Others were turned away.
“It was getting beyond capacity,” [Houstan Independent School District] spokesman Jason Spencer said. “If nothing else, it shows the need.”
In 2009, more than one-fifth of Houston-area residents lived below the poverty level, 3 percentage points higher than the state average. Given the scope of the need, the HISD event provided more than just school supplies; the City of Houston donated 20,000 boxed lunches, and the local Food Bank gave 25,000 three-pound bags of food.
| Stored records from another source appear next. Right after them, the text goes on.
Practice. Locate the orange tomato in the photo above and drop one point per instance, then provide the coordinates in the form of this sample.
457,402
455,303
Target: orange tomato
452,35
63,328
The event planners, who had expected around 25,000 children to attend along with their parents, found themselves overwhelmed with nearly four times that number, forcing police to close the doors around 10 a.m., two hours earlier than expected. Every supply was distributed, every immunization given out, and yet still Texans came up empty-handed.
“They were supposed to have school supplies, but all we got was sweating and paid parking,” Houston mother Beatrice Jones said.
Only a few miles down the road from Jones, her governor prayed alongside 30,000 people for all those “who have lost hope.” He did not see fit to mention either the thousands of his constituents lined up for free back-to-school items or the multi-million dollar cuts his budget will inflict upon the Texas education system.